Bug 1065705

Summary: ls & stat give inconsistent results after file deletion by another client
Product: [Community] GlusterFS Reporter: Louis Zuckerman <glusterbugs>
Component: coreAssignee: Vinayaga Raman <vraman>
Status: CLOSED NOTABUG QA Contact:
Severity: unspecified Docs Contact:
Priority: unspecified    
Version: 3.4.2CC: glusterbugs, gluster-bugs, rwheeler, sasundar
Target Milestone: ---   
Target Release: ---   
Hardware: Unspecified   
OS: Unspecified   
Whiteboard:
Fixed In Version: Doc Type: Bug Fix
Doc Text:
Story Points: ---
Clone Of: Environment:
Last Closed: 2014-02-20 04:24:12 UTC Type: Bug
Regression: --- Mount Type: ---
Documentation: --- CRM:
Verified Versions: Category: ---
oVirt Team: --- RHEL 7.3 requirements from Atomic Host:
Cloudforms Team: --- Target Upstream Version:
Embargoed:

Description Louis Zuckerman 2014-02-16 02:33:36 UTC
Description of problem:

Immediately after a file is deleted in one fuse client other clients can not see the file in a directory listing but can still stat the file for about one second.

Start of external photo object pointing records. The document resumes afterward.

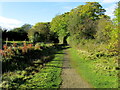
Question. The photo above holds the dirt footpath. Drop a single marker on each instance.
(69, 76)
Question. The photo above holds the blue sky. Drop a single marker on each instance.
(15, 14)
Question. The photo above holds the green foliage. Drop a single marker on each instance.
(59, 25)
(99, 71)
(82, 19)
(39, 32)
(104, 29)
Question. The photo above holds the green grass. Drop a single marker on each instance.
(49, 77)
(36, 75)
(87, 69)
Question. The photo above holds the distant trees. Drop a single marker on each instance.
(59, 25)
(40, 32)
(17, 34)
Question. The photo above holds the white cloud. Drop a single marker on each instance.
(110, 1)
(9, 23)
(110, 11)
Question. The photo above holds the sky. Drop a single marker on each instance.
(15, 14)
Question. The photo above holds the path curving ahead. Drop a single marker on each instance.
(70, 78)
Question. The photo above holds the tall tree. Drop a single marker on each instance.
(59, 25)
(39, 32)
(82, 20)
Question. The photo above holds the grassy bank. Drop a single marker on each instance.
(95, 71)
(36, 74)
(48, 77)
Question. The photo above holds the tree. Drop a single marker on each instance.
(39, 32)
(59, 25)
(82, 21)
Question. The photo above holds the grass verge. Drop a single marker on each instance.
(49, 77)
(87, 69)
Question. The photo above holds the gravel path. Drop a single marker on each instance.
(69, 76)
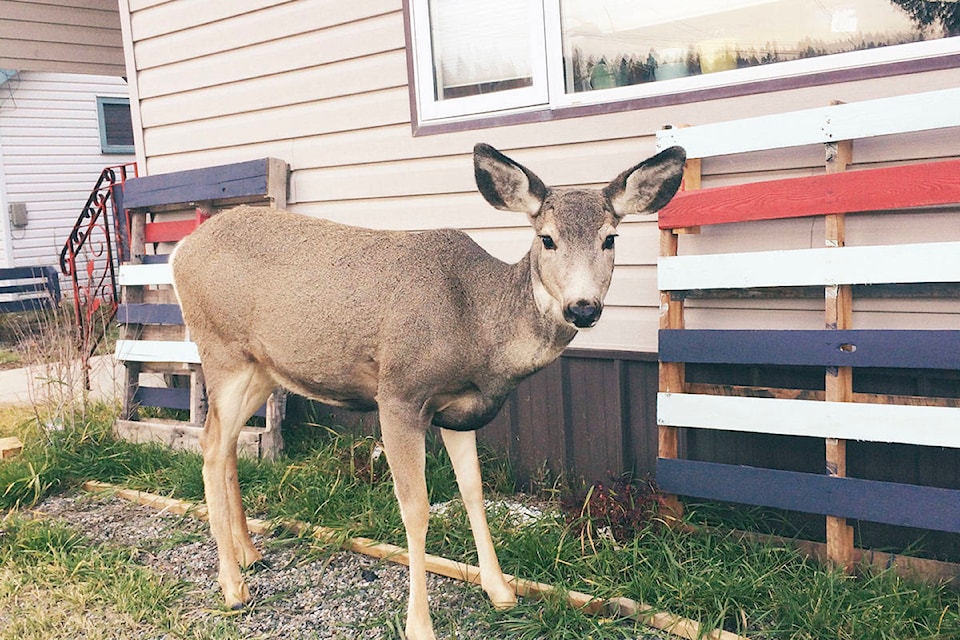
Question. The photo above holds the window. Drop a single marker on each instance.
(498, 57)
(116, 128)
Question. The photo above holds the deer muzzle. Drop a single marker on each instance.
(583, 313)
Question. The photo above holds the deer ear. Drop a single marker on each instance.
(506, 184)
(649, 186)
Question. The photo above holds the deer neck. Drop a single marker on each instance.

I have tried disabling various performance xlators (see volume info below) but this behavior persists.

I have only tried this on a trivial one-brick volume, mounted locally, which I am using to test a libgfapi client.  I don't know if this problem affects multi-brick volumes or non-local clients.

Version-Release number of selected component (if applicable):

glusterfs 3.4.2 on ubuntu saucy

Linux zzbp 3.11.0-15-generic #25-Ubuntu SMP Thu Jan 30 17:22:01 UTC 2014 x86_64 x86_64 x86_64 GNU/Linux

How reproducible:

Consistently, on different localhost mounts of my one-brick test volume.  I first noticed this behavior happening between a fuse mount where the file was being deleted and a libgfapi client which was monitoring the directory.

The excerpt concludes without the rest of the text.